Leipzig. Sechs Polizei-Fahrzeuge sicherten die friedliche Veranstaltung ab. Neben der Initiatorin Juliane Nagel (Die Linke), war auch Jürgen Kasek (Bündnis 90/Die Grünen) vor Ort. Gegen 18 Uhr hatten sich die Teilnehmer zur „Jubelkundgebung“ der Initiative „Nazizentren zu Baulücken“ getroffen. Laut Linken-Politikerin Nagel wurde symbolisch Abschiedsmusik gespielt, unter anderem das Lied  „Time to say goodbye“.

Sachsens NPD-Sprecher Jürgen Gansel bestätigte am Donnerstag gegenüber LVZ-Online, dass das Objekt in Lindenau aufgegeben wird. Jahrelang hatten verschiedene Bündnisse immer wieder gegen die Anlaufstelle der rechten Szene im Leipziger Westen protestiert. Oberbürgermeister Burkhard Jung (SPD) reagierte erleichtert auf die Nachricht.

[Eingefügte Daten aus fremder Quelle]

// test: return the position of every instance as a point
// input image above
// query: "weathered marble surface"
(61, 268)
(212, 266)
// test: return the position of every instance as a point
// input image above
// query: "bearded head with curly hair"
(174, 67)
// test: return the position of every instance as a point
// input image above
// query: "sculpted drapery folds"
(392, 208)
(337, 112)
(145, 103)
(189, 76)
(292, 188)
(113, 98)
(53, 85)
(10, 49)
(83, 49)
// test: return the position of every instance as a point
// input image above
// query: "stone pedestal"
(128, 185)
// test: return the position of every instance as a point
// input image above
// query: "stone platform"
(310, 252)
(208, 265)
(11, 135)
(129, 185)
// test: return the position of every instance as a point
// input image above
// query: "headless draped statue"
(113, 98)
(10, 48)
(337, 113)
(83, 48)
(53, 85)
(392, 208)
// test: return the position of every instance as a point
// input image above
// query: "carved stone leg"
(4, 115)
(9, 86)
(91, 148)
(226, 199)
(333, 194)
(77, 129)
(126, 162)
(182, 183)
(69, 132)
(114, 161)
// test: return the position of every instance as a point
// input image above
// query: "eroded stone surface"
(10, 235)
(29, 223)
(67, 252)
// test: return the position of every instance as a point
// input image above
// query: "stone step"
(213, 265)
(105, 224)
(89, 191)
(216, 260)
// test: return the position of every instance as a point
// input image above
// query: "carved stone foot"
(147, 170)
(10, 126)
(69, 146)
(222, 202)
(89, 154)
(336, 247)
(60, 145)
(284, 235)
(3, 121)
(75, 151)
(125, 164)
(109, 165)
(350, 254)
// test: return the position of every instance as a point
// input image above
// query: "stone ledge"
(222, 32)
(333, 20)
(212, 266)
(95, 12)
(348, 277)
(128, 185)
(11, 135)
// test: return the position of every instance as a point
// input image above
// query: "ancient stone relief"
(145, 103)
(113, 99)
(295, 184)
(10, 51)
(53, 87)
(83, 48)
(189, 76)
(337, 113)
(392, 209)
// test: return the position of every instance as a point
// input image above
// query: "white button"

„Ich freue mich sehr, dass nun offensichtlich der jahrelange Protest vor Ort zu diesem für unsere Stadt schönen Erfolg geführt hat“, erklärte Jung am Donnerstag in einer ersten Reaktion gegenüber LVZ-Online. „Derartige rechte Umtriebe haben in unserem weltoffenen Leipzig nichts zu suchen. Hierfür werde ich mich auch weiterhin mit aller Kraft einsetzen“, so der OBM. SPD-Stadtrat Christian Schulze äußerte sich ebenfalls erleichtert: „Als örtlicher Stadtrat freue ich mich außerordentlich, dass sich die NPD endlich aus dem Areal Odermannstraße 8 zurück zieht. Leipzig ist bunt und nicht braun."

NPD-Chef baut Zaun ab

Am Donnerstagvormittag hatte die NPD mit der Räumung des Objekts begonnen, das seit November 2008 als Stützpunkt für Veranstaltungen genutzt wurde. Parteimitglieder, darunter auch der Kreisverbandsvorsitzende und neu gewählte Stadtrat Enrico Böhm, demontierten die Metallabsperrungen und den Stacheldraht, die das Grundstück zur Straßenseite hin schützten. Der NPD-Kreisverband werde das Objekt zeitnah an den Eigentümer zurückgeben, kündigte Gansel an. Die Entscheidung darüber sei schon mehrere Monate vor der Landtagswahl gefallen, sagte er.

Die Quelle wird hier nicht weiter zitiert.